“Domestic slavery proceeds upon the principle that the master has a right to control the actions, physical and intellectual, of the slave, for his own, that is, the master’s individual benefit; and, of course, that the happiness of the master, when it comes in competition with the happiness of the slave, extinguishes in the latter the right to pursue it. It supposes, at best, that the relation between master and slave, is not that which exists between man and man, but is a modification, at least, of that which exists between man and the brutes.

“Now, this manifestly supposes that the two classes of beings are created with dissimilar rights: that the master posseses rights which have never been conceded by the slave; and that the slave has no rights at all over the means of happiness which God has given him, whenever these means of happiness can be rendered available to the service of his master. It supposes that the Creator intended one human being to govern the physical, intellectual and moral actions of as many other human beings as by purchase he can bring within his physical power; and that one human being may thus acquire a right to sacrifice the happiness of any number of other human beings, for the purpose of promoting his own. Slavery thus violates the personal liberty of man as a physical, intellectual, and moral being.
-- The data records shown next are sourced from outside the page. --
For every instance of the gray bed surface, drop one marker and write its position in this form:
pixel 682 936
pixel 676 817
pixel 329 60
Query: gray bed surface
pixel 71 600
“It purports to give to the master a right to control the physical labor of the slave, not for the sake of the happiness of the slave, but for the sake of the happiness of the master. It subjects the amount of labor, and the kind of labor, and the remuneration for labor, entirely to the will of the one party, to the entire exclusion of the will of the other party.

“But if this right in the master over the slave be conceded there are of course conceded all other rights necessary to insure its possession. Hence, inasmuch as the slave can be held in this condition only while he remains in the lowest state of mental imbecility, it supposes the master to have the right to control his intellectual development, just as far as may be necessary to secure entire subjection. Thus, it supposes the slave to have no right to use his intellect for the production of his own happiness; but, only to use it in such manner as may conduce to his master’s profit.

And, moreover, inasmuch as the acquisition of the knowledge of his duty to God could not be freely made without the acquisition of other knowledge, which might, if universally diffused, endanger the control of the master, slavery supposes the master to have the right to determine how much knowledge of his duty a slave shall obtain, the manner in which he shall obtain it, and the manner in which he shall discharge that duty after he shall have obtained a knowledge of it. It thus subjects the duty of man to God entirely to the will of man; and this for the sake of pecuniary profit. It renders the eternal happiness of the one party subservient to the temporal happiness of the other. And this principle is commonly carried into effect in slaveholding countries.

If argument were necessary to show that such a system as this must be at variance with the ordinance of God, it might be easily drawn from the effects which it produces both upon morals and national wealth.

Its effects must be disastrous upon the morals of both parties. By presenting objects on whom passion may be satiated without resistance and without redress, it cultivates in the master, pride, anger, cruelty, selfishness and licentiousness. By accustoming the slave to subject his moral principles to the will of another, it tends to abolish in him all moral distinction; and thus fosters in him lying, deceit, hypocrisy, dishonesty, and a willingness to yield himself up to minister to the appetites of his master.

The effects of slavery on national wealth, may be easily seen from the following considerations:—

Instead of imposing upon all the necessity of labor, it restricts the number of laborers, that is of producers, within the smallest possible limit, by rendering labor disgraceful.

It takes from the laborers the natural stimulus to labor, namely, the desire in the individual of improving his condition; and substitutes, in the place of it, that motive which is the least operative and the least constant, namely, the fear of punishment without the consciousness of moral delinquency.